Tracks pattern execution performance and detects anomalies.

Constructor

PerformanceMonitor(
    anomaly_threshold: float = 3.0,
    slow_pattern_threshold: float = 0.1,
    history_size: int = 1000,
    max_tracked_patterns: int = 1000,
)
Parameter Description Bounds
anomaly_threshold Z-score threshold for statistical anomalies 1.0 - 10.0
slow_pattern_threshold Seconds to consider a pattern slow 0.01 - 10.0
history_size Recent metrics to retain 100 - 10,000
max_tracked_patterns Maximum unique patterns to track 100 - 5,000

Metric Recording

Each pattern execution records a PerformanceMetric dataclass:

@dataclass
class PerformanceMetric:
    pattern: str
    execution_time: float
    content_length: int
    timestamp: datetime
    matched: bool
    timeout: bool = False

Anomaly Detection

Three types of anomalies are detected after each metric recording:

Anomaly Type Condition
timeout The pattern execution timed out
slow_execution Execution time > slow_pattern_threshold (without timeout)
statistical_anomaly Z-score of execution time > anomaly_threshold (needs >= 10 samples)

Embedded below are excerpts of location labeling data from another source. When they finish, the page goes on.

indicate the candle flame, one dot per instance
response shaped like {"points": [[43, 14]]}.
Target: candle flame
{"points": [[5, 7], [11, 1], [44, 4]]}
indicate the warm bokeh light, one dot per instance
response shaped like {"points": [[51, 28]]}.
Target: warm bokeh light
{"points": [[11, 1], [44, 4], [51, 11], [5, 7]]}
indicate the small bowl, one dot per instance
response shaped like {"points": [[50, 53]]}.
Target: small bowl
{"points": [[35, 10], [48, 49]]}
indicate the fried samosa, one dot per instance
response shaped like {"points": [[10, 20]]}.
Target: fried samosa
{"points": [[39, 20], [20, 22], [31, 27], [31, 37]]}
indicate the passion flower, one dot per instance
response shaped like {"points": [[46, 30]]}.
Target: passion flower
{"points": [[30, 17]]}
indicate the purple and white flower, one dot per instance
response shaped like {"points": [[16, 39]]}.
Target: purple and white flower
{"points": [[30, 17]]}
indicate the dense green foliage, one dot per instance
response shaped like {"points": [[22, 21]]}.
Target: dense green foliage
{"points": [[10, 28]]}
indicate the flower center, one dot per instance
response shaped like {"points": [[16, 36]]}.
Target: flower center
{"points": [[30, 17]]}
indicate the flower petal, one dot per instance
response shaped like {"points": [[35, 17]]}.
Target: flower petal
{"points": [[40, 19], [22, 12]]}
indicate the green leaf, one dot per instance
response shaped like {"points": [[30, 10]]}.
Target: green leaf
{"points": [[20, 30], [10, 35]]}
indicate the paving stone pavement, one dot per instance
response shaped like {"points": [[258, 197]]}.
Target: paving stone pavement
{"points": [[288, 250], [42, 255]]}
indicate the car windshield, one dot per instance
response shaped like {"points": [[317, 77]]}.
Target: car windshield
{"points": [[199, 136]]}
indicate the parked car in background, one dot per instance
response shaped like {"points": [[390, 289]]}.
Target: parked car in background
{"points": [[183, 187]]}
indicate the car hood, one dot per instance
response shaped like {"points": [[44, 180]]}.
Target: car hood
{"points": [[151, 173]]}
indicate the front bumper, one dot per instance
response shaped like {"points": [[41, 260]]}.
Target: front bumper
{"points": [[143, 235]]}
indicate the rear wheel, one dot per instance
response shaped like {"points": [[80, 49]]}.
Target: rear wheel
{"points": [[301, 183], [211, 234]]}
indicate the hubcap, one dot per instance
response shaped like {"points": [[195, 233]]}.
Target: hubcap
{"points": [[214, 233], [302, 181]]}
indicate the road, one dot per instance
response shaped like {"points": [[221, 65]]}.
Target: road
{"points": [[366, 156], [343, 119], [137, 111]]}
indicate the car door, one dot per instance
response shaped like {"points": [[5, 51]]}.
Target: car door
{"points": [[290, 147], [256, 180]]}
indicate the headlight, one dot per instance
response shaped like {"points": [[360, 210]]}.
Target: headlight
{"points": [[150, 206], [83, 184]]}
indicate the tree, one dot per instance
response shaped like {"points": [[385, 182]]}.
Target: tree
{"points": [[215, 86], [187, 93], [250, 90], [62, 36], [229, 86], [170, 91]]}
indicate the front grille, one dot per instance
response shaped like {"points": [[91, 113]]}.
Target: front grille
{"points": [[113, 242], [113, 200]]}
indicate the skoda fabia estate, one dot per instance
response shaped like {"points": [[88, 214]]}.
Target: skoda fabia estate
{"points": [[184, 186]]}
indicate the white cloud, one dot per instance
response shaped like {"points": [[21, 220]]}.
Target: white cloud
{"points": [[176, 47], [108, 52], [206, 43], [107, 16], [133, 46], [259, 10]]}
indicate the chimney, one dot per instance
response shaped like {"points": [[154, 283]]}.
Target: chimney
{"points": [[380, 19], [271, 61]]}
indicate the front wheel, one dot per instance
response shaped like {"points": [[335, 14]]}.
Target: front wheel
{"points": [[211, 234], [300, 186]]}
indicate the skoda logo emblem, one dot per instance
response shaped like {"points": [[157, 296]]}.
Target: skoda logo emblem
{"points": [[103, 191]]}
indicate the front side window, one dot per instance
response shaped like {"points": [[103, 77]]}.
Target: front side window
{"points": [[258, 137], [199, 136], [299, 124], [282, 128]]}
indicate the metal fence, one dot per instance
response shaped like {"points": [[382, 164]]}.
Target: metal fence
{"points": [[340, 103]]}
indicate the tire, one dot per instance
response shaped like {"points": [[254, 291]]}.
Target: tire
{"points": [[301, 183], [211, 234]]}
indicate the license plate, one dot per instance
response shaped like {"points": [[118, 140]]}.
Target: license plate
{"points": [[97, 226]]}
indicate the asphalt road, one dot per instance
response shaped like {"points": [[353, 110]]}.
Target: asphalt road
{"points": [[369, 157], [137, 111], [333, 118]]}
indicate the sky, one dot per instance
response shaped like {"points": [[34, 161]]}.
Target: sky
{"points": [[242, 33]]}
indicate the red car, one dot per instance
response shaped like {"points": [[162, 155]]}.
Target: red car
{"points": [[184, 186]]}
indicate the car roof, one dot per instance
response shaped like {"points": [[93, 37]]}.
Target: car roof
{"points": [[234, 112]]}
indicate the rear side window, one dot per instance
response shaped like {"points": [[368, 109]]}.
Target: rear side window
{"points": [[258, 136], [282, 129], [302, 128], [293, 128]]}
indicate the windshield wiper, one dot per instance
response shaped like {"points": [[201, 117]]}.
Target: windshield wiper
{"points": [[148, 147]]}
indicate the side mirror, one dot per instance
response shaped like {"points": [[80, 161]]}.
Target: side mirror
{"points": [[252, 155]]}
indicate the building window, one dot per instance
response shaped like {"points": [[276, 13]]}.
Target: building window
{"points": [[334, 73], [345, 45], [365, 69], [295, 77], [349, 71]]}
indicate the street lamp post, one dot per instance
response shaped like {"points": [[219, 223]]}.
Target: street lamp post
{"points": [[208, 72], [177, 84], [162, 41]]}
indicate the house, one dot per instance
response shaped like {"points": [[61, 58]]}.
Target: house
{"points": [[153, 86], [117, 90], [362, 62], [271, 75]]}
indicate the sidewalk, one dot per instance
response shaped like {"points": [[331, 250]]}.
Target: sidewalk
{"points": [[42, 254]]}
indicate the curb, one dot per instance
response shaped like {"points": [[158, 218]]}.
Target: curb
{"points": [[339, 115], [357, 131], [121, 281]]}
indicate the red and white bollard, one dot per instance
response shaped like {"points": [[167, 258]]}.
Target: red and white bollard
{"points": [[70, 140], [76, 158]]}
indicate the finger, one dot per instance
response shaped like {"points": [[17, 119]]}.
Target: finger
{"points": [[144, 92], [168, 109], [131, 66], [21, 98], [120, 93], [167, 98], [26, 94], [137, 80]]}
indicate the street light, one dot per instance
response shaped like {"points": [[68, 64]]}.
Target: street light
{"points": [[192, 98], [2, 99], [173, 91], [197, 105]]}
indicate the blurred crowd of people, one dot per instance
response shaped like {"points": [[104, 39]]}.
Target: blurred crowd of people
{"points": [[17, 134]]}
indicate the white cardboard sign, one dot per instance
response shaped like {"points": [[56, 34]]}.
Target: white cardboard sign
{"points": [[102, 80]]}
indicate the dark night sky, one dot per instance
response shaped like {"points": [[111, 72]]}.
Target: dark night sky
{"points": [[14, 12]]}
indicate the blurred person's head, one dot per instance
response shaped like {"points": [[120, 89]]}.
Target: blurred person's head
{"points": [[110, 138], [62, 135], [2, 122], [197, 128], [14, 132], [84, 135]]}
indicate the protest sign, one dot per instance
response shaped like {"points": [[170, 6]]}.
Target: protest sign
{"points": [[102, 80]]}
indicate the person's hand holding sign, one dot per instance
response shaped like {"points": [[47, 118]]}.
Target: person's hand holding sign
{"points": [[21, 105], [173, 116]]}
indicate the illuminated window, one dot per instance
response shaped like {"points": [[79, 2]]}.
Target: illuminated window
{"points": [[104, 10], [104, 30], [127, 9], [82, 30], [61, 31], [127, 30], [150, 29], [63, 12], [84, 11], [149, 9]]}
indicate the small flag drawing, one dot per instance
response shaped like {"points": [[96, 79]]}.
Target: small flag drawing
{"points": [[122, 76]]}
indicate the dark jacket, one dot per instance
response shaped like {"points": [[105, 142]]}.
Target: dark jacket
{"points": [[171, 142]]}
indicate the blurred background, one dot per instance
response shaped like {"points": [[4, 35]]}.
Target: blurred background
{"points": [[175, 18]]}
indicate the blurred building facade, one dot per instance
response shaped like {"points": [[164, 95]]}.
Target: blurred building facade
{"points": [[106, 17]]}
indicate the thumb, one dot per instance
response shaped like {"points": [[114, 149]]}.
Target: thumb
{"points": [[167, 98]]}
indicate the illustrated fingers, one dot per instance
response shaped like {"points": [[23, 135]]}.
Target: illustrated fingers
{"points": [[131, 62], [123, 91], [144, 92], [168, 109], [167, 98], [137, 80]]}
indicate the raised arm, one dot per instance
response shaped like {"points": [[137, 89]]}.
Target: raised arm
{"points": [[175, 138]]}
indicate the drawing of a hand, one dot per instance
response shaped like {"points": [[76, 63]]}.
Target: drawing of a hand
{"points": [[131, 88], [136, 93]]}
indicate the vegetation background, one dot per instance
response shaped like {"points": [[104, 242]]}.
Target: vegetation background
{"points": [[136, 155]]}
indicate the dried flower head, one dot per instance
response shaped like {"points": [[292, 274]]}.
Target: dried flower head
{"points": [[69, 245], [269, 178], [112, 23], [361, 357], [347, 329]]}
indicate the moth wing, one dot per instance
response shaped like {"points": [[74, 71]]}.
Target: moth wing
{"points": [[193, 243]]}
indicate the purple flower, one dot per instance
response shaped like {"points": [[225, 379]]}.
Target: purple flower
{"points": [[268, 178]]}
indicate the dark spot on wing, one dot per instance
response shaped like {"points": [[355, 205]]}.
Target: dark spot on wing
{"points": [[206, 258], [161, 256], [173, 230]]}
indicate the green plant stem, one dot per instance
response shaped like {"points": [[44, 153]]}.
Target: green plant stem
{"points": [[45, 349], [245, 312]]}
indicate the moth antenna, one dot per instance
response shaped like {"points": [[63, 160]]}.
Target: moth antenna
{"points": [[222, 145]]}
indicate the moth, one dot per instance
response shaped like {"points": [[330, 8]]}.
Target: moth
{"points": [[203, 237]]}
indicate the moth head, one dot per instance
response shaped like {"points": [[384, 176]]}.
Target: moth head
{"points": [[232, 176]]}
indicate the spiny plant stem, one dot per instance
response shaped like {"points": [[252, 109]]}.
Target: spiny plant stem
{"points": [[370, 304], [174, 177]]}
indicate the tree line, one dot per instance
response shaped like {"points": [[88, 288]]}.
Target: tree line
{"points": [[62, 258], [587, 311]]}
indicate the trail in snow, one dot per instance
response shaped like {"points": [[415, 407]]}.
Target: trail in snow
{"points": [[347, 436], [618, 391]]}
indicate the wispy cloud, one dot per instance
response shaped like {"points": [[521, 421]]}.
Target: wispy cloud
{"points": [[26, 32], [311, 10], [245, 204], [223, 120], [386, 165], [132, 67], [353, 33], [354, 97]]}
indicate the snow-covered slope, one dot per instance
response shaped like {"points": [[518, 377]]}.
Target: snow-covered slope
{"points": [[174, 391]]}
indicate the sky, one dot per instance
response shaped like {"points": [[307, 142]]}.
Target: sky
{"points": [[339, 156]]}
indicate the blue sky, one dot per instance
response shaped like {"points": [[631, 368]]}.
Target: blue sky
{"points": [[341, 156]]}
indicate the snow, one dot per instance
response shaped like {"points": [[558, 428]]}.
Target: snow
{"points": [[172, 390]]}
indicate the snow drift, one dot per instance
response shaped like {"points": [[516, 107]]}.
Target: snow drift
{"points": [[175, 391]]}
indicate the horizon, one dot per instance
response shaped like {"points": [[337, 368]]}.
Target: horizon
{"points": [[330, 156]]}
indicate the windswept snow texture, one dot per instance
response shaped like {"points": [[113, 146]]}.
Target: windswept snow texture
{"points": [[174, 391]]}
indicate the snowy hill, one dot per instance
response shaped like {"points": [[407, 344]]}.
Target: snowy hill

Detected anomalies are sent as events to the agent handler and forwarded to registered callbacks.

Diagnostics

Method Returns
get_pattern_report(p) Stats for a specific pattern (executions, matches, timeouts, avg/max/min time)
get_slow_patterns(n) Top N slowest patterns by average execution time
get_problematic_patterns() Patterns with >10% timeout rate or consistently slow execution
get_summary_stats() Overall summary (total executions, avg time, timeout rate, match rate)

Callback Registration

monitor.register_anomaly_callback(lambda anomaly: print(anomaly))

Callbacks receive a sanitized anomaly dictionary with truncated pattern strings.